The toxic content of silt surely cannot be too serious if salmon are returning to the Thames?   In most situations a property owner has the responsibility to remediate such problems, and as the EA has taken possession of the watercourses and the first 1 metre width of every bank, it is surely responsible for such cleaning up and dredging as may be necessary.   Presumably the toxicity cannot be too great a health hazard or else something would have been done ages ago - and therefore it seems perfectly logical for the Government to legislate to permit special licences for the disposal of such silt.

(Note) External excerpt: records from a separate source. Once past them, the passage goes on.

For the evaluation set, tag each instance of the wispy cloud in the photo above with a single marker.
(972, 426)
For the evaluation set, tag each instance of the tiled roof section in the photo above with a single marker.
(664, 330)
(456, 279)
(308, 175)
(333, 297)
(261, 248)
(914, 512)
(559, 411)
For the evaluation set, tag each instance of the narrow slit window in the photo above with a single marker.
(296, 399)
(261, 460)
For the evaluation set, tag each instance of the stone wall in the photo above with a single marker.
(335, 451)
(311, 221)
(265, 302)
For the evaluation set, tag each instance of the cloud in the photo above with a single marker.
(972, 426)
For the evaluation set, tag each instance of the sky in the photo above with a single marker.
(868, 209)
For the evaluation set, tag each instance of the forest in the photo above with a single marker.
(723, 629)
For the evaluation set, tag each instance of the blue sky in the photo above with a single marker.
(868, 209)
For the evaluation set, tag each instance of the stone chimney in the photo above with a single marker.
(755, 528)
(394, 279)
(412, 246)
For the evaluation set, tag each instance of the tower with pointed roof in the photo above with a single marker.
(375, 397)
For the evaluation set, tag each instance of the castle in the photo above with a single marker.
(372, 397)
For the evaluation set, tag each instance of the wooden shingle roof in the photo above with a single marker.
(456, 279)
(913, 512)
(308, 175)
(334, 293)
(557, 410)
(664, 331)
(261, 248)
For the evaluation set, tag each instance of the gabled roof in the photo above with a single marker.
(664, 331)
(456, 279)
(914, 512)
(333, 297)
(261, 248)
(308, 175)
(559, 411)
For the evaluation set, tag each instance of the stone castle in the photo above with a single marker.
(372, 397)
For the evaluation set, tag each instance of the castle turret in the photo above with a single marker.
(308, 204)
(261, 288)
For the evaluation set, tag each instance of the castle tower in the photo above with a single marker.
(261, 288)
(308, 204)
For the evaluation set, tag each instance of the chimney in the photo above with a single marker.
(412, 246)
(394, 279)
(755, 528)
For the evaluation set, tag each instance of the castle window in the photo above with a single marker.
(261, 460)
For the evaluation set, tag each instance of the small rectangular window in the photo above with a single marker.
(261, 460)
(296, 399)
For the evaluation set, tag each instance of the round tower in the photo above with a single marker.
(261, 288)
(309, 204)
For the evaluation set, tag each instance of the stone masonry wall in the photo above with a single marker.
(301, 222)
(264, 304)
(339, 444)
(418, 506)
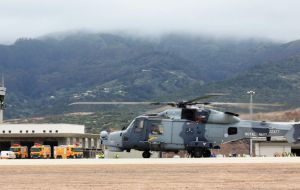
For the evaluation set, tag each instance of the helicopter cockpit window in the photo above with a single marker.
(156, 129)
(138, 126)
(232, 131)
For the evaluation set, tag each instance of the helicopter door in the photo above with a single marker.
(138, 134)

The self scouring arguement does not stand up.   Most of us were taught in geography that meandering rivers scoured the outside of bends and deposited silt on the inside of them, thus forming oxbow lakes.    It may have escaped the notice of the EA that Thames banks are jealously guarded, so while inside bend silting occurs the width of the river does not increase by scouring as it would do "in the wild".
 
The suggestion that it would be illegal to drop river levels in the winter to accommodate flash flood water because of the River Navigation Acts is indefensible.    If proper dredging were carried out even the very occasional out of season pleasure boats would not be put at risk of grounding, and more to the point, the Navigation Acts were almost certainly introduced to protect the commercial barge traffic of a bygone age.     Again, if out of date legislation threatens human life, homes and the economy, then it must be amended.
 
The EA flood warning system is still not fit for purpose.    As a Parish Councillor and part of the Flood Warden Team, I registered on the EA Flood Warning Scheme.    I received an expensively produced presentation box and literature - but have yet to receive any warning in the ensuing 2 or 3 years.   A complete waste of money and another  failure to do its job.
 
In similar vein, the Flood Warning Signs distributed to Parish Councils and the like, abysmally fail to get the message across in a clear and obvious manner.    The old use of escalating colour and shape indicators (yellow roundel, amber square, red triangle if I remember correctly) could be seen across the road and was only displayed when flooding became a possibility - which is far better than a permanent notice which one has to press one's nose against to see whether anything is happening or otherwise.   This highlights the EA's total absence of commonsense and practical procedures and must be changed as soon as possible.
 
The absence of a firm commitment to prioritise the completion of the Lower Thames Flood Relief Study to enable the early actual execution of this essential work is totally unacceptable.   The failure to do this will inevitably increase the risk of flooding in this and and other densely populated upstream areas.    Funding must be found for this AND other areas at risk of fluvial or coastal flooding, as the economic and social costs of not so doing would be enormous.   While many problems can justifiably be laid upon the EA, these will inevitable escalate if that body ceases to discuss flooding matters with local Councils and community representatives.   Flood policy and relevant action is undeniably the responsibility of the EA, and the withdrawal of administrative support funding for the Thames Flood Forum (which related to the Thames from Hurley [upstream of Maidenhead] to Teddington) is an appalling example of the arrogance of this poorly performing Government Agency.   The TFF and similar bodies elsewhere must continue to be funded by the EA. 
 
I hope that these observations will be a useful contribution to the Review.
 
Yours sincerely,
Malcolm Beer,
14 Orchard Road, Old Windsor, SL4 2RZ.